Therapeutic potential of anti-PIK3CG treatment for multiple myeloma via inhibiting c-Myc pathway
Xiaotang Di,
Yiwen Pan,
Jinhua Yan,
Jing Liu,
Doudou Wen,
Hao Jiang,
Shubing Zhang
Affiliations
Xiaotang Di
Department of Cell Biology, School of Life Sciences, Central South University, Changsha, Hunan, 410013, China
Yiwen Pan
Department of Cell Biology, School of Life Sciences, Central South University, Changsha, Hunan, 410013, China; The First Affiliated Hospital of Xi'an Jiaotong University, Xi'an, Shanxi, 710061, China
Jinhua Yan
Department of Cell Biology, School of Life Sciences, Central South University, Changsha, Hunan, 410013, China
Jing Liu
Molecular Biology Research Center, School of Life Sciences, Central South University, Changsha, Hunan, 410013, China
Doudou Wen
Department of Cell Biology, School of Life Sciences, Central South University, Changsha, Hunan, 410013, China
Hao Jiang
Department of Biomedical Informatics, School of Life Sciences, Central South University, Changsha, Hunan, 410013, China; Corresponding author. Department of Biomedical Informatics, School of Life Sciences, Central South University, 172# Tongzipo Road, Changsha, Hunan, 410013, China.
Shubing Zhang
Department of Cell Biology, School of Life Sciences, Central South University, Changsha, Hunan, 410013, China; Hunan Key Laboratory of Animal Models for Human Diseases, Central South University, Changsha, Hunan, 410013, China; Corresponding author. Department of Cell Biology, School of Life Sciences, Central South University, 172# Tongzipo Road, Changsha, Hunan, 410013, China.

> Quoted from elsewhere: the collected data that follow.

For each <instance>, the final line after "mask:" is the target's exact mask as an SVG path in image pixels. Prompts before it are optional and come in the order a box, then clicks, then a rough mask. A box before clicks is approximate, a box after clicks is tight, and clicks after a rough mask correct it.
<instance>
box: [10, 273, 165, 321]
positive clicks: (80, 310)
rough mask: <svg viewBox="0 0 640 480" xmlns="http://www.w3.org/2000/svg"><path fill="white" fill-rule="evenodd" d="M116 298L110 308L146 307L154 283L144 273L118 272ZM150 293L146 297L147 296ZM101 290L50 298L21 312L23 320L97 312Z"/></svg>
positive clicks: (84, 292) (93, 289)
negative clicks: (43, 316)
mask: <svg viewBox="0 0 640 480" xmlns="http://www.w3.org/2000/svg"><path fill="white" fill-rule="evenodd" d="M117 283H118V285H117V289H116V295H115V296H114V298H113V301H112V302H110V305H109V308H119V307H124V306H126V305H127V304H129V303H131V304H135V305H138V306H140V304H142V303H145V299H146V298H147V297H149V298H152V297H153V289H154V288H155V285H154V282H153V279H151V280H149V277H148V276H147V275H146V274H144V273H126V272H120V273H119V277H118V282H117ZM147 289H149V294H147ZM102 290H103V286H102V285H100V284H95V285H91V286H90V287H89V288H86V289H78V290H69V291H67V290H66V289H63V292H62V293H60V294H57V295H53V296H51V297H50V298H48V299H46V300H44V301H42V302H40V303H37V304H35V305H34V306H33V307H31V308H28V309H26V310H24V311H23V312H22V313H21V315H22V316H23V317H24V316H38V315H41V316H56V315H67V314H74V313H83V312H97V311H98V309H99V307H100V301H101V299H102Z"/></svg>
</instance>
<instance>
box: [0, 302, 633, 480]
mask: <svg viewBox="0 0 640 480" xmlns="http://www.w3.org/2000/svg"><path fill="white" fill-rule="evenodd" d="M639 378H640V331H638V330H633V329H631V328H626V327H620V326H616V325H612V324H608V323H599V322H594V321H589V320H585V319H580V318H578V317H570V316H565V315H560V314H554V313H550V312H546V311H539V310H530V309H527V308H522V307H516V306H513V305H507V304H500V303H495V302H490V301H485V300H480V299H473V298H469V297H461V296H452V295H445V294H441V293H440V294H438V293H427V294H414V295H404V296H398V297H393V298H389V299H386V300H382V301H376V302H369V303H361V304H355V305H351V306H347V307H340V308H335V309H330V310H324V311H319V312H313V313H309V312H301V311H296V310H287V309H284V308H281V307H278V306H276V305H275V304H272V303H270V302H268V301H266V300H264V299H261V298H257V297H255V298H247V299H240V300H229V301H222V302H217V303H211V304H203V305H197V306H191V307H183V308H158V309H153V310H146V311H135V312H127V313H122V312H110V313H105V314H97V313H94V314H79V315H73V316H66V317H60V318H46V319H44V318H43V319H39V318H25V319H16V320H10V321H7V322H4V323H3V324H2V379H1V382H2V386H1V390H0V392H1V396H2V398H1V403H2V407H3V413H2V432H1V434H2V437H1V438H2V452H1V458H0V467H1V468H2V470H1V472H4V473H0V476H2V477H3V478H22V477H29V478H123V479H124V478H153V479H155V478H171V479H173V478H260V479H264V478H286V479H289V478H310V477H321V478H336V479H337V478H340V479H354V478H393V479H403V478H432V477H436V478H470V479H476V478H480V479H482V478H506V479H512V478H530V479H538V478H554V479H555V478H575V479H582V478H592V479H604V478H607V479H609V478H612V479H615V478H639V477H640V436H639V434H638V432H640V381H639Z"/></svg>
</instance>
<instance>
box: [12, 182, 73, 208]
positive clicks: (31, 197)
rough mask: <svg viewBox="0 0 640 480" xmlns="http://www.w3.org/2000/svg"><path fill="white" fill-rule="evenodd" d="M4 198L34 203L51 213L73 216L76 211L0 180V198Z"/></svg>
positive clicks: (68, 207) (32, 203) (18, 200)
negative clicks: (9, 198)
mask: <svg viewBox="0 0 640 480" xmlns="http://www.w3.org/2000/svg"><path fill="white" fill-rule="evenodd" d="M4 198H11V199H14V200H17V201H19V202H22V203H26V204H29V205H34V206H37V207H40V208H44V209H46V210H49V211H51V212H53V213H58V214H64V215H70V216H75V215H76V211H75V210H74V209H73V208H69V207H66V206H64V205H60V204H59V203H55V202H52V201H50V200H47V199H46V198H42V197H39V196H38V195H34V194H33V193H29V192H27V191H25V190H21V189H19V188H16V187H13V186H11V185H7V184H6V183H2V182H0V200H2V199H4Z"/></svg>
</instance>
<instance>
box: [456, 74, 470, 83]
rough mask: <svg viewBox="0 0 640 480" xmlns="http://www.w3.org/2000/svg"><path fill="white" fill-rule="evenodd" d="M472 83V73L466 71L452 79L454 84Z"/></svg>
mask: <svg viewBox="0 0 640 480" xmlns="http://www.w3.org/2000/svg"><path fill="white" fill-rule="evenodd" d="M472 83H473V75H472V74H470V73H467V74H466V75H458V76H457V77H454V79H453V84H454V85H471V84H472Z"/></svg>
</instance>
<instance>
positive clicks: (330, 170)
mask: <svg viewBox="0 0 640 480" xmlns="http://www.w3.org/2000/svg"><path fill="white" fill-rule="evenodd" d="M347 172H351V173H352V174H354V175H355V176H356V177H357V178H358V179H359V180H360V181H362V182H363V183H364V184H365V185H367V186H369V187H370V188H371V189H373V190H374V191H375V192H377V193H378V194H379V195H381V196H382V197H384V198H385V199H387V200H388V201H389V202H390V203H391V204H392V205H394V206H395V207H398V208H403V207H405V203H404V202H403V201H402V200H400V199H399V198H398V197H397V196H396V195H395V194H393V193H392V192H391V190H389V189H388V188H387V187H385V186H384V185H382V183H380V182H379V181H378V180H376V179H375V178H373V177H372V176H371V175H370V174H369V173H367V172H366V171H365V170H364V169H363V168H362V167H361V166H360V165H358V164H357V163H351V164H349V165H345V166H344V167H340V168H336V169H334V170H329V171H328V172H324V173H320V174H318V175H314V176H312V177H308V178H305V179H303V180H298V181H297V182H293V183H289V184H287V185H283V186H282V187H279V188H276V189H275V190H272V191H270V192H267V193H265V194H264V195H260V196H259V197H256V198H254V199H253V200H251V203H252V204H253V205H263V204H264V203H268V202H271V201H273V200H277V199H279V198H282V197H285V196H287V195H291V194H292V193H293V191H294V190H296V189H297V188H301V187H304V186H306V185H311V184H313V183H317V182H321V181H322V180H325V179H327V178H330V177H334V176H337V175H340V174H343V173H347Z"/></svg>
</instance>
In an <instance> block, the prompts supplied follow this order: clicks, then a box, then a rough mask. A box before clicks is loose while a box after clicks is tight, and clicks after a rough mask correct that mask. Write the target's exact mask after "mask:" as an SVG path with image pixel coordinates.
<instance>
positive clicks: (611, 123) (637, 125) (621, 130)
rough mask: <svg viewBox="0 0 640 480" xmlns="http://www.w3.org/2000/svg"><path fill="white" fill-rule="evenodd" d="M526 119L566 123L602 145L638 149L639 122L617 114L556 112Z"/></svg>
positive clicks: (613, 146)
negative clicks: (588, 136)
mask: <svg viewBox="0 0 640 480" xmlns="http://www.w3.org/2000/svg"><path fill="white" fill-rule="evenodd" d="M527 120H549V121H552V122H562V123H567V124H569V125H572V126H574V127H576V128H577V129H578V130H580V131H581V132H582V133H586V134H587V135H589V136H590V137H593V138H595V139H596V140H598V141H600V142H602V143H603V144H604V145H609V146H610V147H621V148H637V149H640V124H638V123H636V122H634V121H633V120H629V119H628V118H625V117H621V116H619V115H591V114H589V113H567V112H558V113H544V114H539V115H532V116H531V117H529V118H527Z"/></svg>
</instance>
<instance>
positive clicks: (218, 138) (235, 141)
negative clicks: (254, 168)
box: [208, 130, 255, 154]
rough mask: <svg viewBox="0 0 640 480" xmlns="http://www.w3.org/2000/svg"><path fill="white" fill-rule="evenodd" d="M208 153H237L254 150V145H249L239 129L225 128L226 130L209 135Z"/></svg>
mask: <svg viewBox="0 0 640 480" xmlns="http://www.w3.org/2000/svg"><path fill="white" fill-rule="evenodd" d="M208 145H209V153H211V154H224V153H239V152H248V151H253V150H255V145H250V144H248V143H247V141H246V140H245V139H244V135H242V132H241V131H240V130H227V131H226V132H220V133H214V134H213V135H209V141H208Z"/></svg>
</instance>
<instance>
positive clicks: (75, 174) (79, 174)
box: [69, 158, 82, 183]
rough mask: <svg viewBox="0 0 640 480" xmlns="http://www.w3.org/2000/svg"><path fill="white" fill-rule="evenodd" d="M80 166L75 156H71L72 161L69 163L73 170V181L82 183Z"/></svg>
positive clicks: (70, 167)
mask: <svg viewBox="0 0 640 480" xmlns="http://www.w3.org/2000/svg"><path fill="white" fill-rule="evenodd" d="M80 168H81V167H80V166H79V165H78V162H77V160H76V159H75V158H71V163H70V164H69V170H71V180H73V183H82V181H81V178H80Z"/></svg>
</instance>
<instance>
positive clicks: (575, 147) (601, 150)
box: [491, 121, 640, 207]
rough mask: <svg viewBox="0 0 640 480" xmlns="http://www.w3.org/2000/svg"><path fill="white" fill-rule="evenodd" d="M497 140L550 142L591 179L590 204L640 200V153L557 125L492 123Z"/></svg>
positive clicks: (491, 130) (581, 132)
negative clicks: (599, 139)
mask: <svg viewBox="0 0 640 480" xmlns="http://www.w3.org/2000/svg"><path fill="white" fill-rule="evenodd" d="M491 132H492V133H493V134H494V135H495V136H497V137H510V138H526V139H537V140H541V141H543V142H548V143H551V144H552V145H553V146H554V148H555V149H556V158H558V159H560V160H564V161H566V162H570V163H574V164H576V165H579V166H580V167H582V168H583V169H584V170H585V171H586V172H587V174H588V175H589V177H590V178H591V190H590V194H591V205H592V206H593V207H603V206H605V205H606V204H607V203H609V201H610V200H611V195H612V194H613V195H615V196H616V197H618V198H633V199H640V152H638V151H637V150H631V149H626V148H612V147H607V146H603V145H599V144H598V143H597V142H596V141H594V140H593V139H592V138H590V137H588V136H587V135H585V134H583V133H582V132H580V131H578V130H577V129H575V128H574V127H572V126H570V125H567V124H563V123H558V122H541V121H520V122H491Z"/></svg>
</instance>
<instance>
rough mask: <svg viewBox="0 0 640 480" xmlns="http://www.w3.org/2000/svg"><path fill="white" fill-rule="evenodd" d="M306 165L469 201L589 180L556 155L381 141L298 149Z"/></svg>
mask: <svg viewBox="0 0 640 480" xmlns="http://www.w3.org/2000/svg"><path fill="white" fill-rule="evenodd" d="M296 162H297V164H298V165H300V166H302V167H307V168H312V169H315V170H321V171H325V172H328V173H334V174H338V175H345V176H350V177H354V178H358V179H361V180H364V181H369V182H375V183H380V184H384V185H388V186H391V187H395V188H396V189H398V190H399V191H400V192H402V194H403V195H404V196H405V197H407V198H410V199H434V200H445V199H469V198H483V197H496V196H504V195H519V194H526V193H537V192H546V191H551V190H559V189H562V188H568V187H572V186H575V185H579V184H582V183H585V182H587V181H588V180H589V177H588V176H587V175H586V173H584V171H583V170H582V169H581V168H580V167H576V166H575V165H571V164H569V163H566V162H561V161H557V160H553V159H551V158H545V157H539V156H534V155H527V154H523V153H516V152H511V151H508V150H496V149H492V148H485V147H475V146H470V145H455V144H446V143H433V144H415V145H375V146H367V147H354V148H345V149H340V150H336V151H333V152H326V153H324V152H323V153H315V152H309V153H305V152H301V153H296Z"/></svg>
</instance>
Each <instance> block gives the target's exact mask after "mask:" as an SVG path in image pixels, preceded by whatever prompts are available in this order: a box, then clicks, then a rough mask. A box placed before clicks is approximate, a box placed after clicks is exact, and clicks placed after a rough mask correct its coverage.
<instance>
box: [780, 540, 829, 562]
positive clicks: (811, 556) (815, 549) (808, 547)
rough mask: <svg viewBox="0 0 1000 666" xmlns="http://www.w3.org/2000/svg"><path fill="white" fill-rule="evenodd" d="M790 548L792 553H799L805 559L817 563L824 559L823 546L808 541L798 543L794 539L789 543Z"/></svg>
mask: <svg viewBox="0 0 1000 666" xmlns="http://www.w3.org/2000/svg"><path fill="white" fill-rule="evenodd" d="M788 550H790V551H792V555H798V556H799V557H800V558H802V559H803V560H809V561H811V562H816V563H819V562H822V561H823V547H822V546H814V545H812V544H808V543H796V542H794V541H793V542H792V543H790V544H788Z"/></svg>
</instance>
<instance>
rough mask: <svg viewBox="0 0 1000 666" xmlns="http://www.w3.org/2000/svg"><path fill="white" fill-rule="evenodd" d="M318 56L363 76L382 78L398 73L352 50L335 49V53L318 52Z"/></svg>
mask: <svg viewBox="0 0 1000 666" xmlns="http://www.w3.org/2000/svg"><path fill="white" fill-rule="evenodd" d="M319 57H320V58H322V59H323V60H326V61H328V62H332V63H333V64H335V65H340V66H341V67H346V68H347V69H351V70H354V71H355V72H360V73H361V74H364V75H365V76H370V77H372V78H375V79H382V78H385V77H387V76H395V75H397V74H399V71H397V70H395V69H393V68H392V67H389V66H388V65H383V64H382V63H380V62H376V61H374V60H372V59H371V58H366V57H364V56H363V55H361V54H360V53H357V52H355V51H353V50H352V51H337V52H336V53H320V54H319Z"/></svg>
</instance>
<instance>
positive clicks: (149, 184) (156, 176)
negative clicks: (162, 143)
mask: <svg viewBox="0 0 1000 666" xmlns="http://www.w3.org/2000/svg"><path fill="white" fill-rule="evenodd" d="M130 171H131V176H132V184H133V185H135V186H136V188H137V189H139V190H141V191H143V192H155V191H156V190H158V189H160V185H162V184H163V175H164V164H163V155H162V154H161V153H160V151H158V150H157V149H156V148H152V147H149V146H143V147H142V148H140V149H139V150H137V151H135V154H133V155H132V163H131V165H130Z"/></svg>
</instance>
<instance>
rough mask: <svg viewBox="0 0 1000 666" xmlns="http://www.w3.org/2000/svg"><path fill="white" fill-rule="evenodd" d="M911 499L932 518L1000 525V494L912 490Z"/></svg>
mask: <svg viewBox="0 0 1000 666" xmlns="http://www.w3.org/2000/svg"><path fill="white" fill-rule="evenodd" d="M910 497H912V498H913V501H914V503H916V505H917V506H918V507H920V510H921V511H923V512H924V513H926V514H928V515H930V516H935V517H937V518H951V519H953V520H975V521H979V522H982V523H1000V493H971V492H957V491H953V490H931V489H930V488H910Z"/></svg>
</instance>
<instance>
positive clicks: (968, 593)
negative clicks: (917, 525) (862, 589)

Multiple myeloma (MM) is a malignant plasma cell disease. The activity of PIK3CG (PI3K catalytic subunit γ) is regulated directly by G-protein-coupled receptor and has been confirmed to be highly expressed in MM cells. This study aimed to determine the effect of pharmacological inhibition of PIK3CG on MM. We found that different concentrations of the PIK3CG inhibitor AS-605240 could suppress the growth of MM cell lines and the expression of c-Myc. The combination of PIK3CG inhibitor and the chemotherapy Melphalan could effectively inhibit the proliferation and migration of MM cells, promote the cell apoptosis, and decrease the ratio of Bcl-2/Bax and the expression of vimentin. The expression of proto-oncogene c-Myc was decreased and the sensitivity of cells to chemotherapeutic drugs was enhanced. Collectively, PIK3CG regulates growth of MM via c-Myc pathway, thus emerging as a promising molecular targeted therapy.